If this is right, then under the ACA, women would get considerably more benefits than men (because their expenses are greater). I take it that this would be true even with Hobby Lobby’s proposed exemption, given that Hobby Lobby wants to avoid funding only a small fraction of all available preventing services. So even Hobby Lobby’s proposal would still leave the law with a disparate impact in favor of women.

3. The strongest argument for the Women’s Health Amendment, I think, then isn’t so much that employers who don’t fund certain services are creating a disparate impact against women. Rather, it’s that life creates greater medical burdens on women of childbearing age than on men. “Overall, women of reproductive age spend 68 percent more out of pocket than men on health care, in part because their reproductive health care needs require more frequent health care visits and are not always adequately covered by their insurance” (emphasis added). See also, for instance, U.S. Center for Medicare & Medicaid Services, National Health Care Spending By Gender and Age: 2004 Highlights (concluding that, as to total per capita spending, both out-of-pocket and otherwise, “Females 19-44 years old spent 73 percent more per capita than did males of the same age”), and a 2010 New York Times article with the telling title, “Overhaul Will Lower the Costs of Being a Woman.”

Now I certainly see the case for giving women coverage for such greater expenses. If it wasn’t for women’s reproduction, I wouldn’t be writing this today. And the premise of the ACA is that health insurance should be made available to people in large measure without regard to their expected health care costs, and in particular without regard to sex. (Consider the exclusion for preexisting conditions, for instance.)

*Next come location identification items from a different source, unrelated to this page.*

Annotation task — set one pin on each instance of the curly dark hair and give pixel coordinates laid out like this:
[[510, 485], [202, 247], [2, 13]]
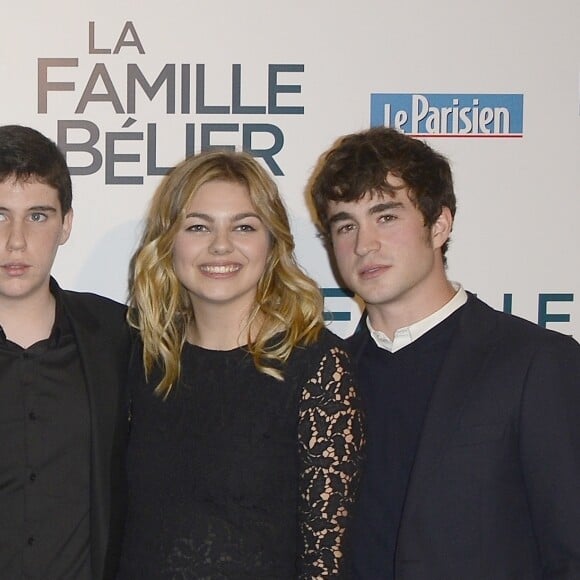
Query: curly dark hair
[[360, 162], [26, 154]]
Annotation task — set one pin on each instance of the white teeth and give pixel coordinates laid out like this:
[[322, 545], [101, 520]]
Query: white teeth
[[220, 269]]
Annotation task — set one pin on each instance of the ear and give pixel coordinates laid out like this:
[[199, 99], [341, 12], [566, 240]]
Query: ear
[[66, 227], [441, 229]]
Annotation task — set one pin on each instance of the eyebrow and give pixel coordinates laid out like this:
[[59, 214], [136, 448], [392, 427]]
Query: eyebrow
[[377, 208], [45, 208], [235, 218]]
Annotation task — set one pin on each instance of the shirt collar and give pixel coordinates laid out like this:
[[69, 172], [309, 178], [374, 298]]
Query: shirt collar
[[406, 335]]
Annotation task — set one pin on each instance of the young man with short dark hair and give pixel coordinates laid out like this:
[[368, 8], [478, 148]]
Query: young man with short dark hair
[[63, 360], [473, 416]]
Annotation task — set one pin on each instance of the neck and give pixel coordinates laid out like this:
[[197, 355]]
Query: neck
[[25, 322], [218, 328], [388, 318]]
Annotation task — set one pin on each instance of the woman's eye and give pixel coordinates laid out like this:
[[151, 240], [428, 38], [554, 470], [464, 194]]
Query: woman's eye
[[245, 228], [196, 228]]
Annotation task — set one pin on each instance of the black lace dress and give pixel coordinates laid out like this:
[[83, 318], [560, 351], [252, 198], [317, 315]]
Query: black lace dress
[[237, 475]]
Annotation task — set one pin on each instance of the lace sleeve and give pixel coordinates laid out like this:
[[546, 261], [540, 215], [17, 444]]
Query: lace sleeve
[[331, 441]]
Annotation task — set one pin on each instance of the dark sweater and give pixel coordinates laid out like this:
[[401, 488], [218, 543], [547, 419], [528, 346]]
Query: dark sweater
[[395, 389]]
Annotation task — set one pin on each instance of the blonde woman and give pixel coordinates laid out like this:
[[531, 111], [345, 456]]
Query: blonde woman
[[246, 430]]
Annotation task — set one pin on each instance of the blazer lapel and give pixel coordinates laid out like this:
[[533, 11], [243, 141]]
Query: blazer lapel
[[467, 356]]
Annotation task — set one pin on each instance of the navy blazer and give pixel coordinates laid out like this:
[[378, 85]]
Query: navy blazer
[[494, 493], [103, 342]]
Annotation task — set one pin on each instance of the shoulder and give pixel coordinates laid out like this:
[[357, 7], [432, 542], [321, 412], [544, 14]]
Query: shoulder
[[307, 360], [512, 330], [93, 302]]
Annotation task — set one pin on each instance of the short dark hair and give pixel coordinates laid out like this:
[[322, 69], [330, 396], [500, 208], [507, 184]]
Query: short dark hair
[[360, 162], [26, 154]]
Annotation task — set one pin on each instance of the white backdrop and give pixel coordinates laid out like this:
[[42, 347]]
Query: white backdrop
[[127, 88]]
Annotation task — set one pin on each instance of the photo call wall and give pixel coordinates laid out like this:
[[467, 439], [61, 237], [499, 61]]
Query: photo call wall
[[128, 89]]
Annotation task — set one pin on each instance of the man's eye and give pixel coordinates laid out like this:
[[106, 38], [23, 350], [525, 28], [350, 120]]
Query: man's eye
[[196, 228], [345, 228]]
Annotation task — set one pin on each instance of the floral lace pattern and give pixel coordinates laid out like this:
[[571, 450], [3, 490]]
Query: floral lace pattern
[[220, 470], [330, 436]]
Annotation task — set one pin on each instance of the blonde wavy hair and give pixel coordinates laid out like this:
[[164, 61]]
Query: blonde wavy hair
[[288, 303]]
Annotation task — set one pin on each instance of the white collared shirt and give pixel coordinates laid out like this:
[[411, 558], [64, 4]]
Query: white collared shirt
[[406, 335]]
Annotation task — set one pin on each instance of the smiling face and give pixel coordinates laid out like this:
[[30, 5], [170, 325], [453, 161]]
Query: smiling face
[[387, 255], [221, 249], [31, 230]]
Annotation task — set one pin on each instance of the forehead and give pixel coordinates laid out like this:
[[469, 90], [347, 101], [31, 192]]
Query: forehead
[[398, 198], [220, 196]]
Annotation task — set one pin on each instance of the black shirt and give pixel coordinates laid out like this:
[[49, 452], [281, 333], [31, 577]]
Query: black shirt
[[395, 388], [44, 457]]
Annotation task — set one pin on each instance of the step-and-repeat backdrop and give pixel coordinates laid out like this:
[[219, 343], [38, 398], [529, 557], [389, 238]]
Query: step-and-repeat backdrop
[[128, 89]]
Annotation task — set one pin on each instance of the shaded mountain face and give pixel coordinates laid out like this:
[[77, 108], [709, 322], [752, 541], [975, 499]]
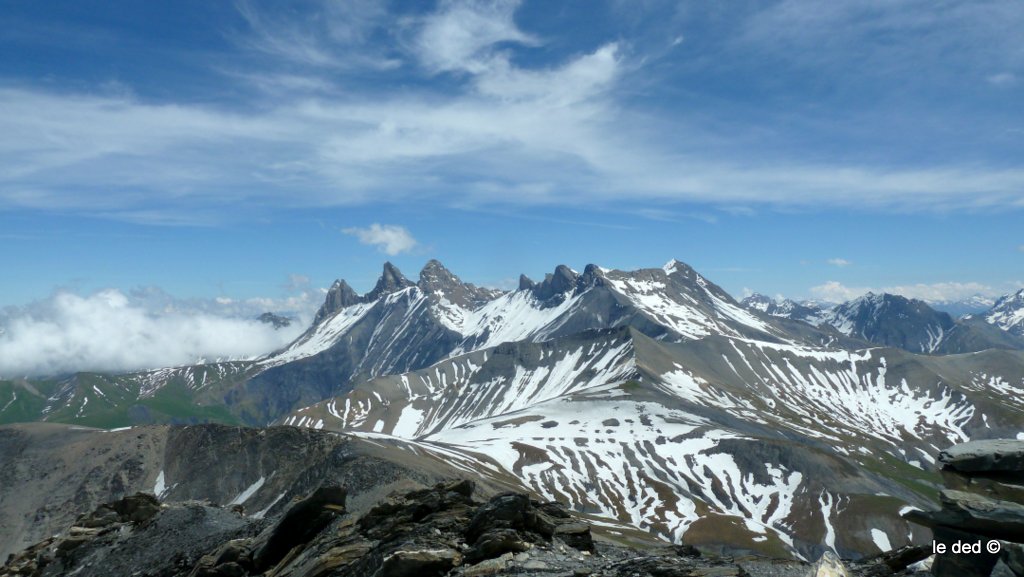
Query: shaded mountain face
[[1008, 314], [649, 397], [275, 321], [810, 313], [891, 320], [53, 472]]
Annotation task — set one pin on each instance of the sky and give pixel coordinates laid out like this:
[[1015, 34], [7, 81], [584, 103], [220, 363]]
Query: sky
[[207, 161]]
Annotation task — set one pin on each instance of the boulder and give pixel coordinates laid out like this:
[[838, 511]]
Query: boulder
[[497, 542], [300, 524], [949, 565], [1003, 455], [420, 563], [828, 566]]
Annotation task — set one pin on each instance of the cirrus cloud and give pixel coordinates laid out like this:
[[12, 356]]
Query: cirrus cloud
[[389, 239], [835, 291], [111, 330]]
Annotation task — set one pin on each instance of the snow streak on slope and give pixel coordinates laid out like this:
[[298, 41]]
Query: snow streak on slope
[[637, 462], [322, 336], [475, 386], [1008, 313], [513, 317], [842, 397], [680, 311]]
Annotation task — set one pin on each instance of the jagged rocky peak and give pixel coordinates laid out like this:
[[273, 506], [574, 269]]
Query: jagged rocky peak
[[1008, 314], [391, 281], [556, 285], [435, 276], [437, 282], [592, 276], [758, 301]]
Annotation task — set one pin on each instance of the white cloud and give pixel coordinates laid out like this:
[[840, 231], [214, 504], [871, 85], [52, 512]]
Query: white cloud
[[114, 331], [502, 133], [461, 36], [389, 239], [834, 291], [1001, 79]]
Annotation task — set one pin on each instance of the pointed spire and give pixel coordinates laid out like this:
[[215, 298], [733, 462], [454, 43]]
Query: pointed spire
[[391, 281], [435, 277]]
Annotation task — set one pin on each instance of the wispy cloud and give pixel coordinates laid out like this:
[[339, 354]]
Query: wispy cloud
[[834, 291], [462, 36], [111, 330], [1001, 79], [502, 133], [389, 239]]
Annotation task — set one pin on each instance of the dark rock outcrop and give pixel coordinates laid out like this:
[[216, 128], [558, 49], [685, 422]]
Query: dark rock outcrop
[[980, 510]]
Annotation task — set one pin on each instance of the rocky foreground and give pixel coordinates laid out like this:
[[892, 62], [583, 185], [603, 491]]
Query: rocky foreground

But nonetheless, the interest here isn’t in preventing intentional sex discrimination by employers, or even employer provision of benefits that are worth less to women than to men. Rather, it appears to be an interest in making sure that employers compensate women for the health care cost inequality that largely stem from the biological differences between men and women. I don’t know of any precedents resolving whether that is a compelling interest for RFRA purposes, or even suggesting an answer to that question.